Такая связь, наследие отцов, воспринимается у Коссио как ось истории, которая не просто тянется из прошлого, скрепляя его с настоящим, но — и это главное — устремлена в будущее. «…Через несколько недель, когда сержант Тибурон зачитает… приказ о демобилизации…», опасность войны минует, возобновится прерванная мирная жизнь, а дни «брюмера» останутся в воспоминаниях «ужасным сном, куском жизни вне времени, в другом измерении». И вместе с воспоминаниями о пережитом останется еще и книга, которую напишет Серхио о «брюмере», о поведении людей перед лицом угрозы атомной войны, правдивая история без громких и пышных слов, «эпопея и в то же время трагедия». Героем ее будет рядовой милисиано, один из многих, готовых принять на свои плечи груз опасности вселенского масштаба, — такой же, как герой Коссио.
Много общего в повестях Ноэля Наварро и Мигеля Коссио. В глаза бросаются сначала приметы внешнего плана — сходство композиции, особенности внутренних монологов. Охвачен приблизительно один и тот же временной отрезок — предреволюционные и первые послереволюционные годы. Можно найти черты сходства и в самих фигурах главных героев, словно пропускающих сквозь свою душу это бурное время, людей, честных перед собой, до конца раскрывающихся, непримиримых в нравственных исканиях. Похожи чем-то и даты-вехи, точно высвеченные в ночи памяти, означающие меты испытаний, искусов, выбора. И главное — Габриэль и Давид движимы стремлением определиться, найти свое место, свои «координаты» в переломную эпоху.

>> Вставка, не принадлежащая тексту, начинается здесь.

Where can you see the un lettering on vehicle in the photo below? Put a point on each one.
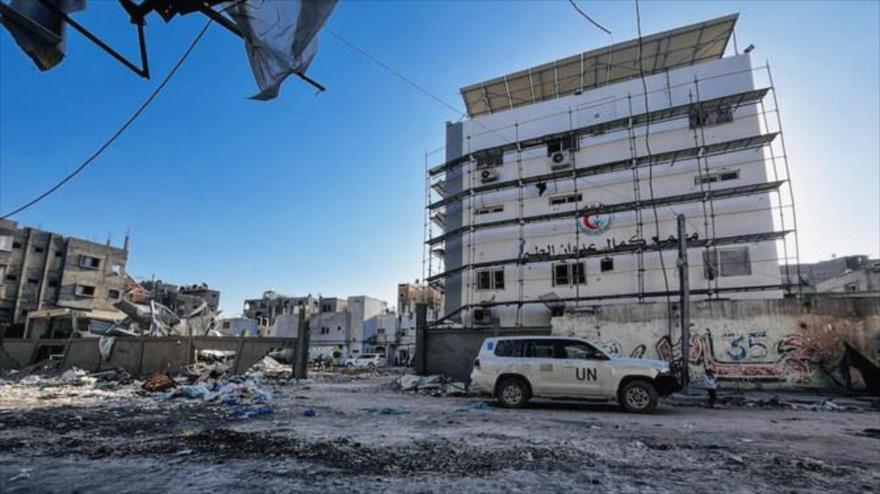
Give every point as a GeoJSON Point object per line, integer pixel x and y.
{"type": "Point", "coordinates": [585, 374]}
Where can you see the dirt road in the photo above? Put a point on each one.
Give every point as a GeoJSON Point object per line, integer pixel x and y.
{"type": "Point", "coordinates": [366, 437]}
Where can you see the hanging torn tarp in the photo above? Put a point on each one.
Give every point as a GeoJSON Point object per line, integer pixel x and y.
{"type": "Point", "coordinates": [38, 29]}
{"type": "Point", "coordinates": [280, 37]}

Герой Наварро, давая оценку собственному человеческому предназначению, считает себя частицей многострадальной нации, человеком, которого сформировало кубинское общество 50-х годов, наследником определенных национальных и классовых традиций.
У Коссио Давид воспринимает себя уже не только как кубинец, а как сын и наследник всего человечества, современник сегодняшнего дня планеты, объект и субъект необратимого исторического процесса, что в свою очередь позволяет ему быть кубинцем, остро сознавать ответственность за судьбу страны, совершившей революцию.
Но Габриэль — человек-одиночка, личность, утерявшая необходимые для полноценной жизни связи, отгороженная стеной отчуждения от своих попутчиков, а контакт с новым сообществом кубинцев так и не найден. Давид, напротив, показан Коссио как «человек среди людей», во всей полноте и богатстве человеческих привязанностей. В лодке Луго попутчики предельно разобщены; во взводе Тибурона царит доверие и взаимная поддержка. В этом коренится принципиальная разница мироощущения героев «Уровня вод» и «Брюмера», различие, каким обусловлен весь настрой двух повестей.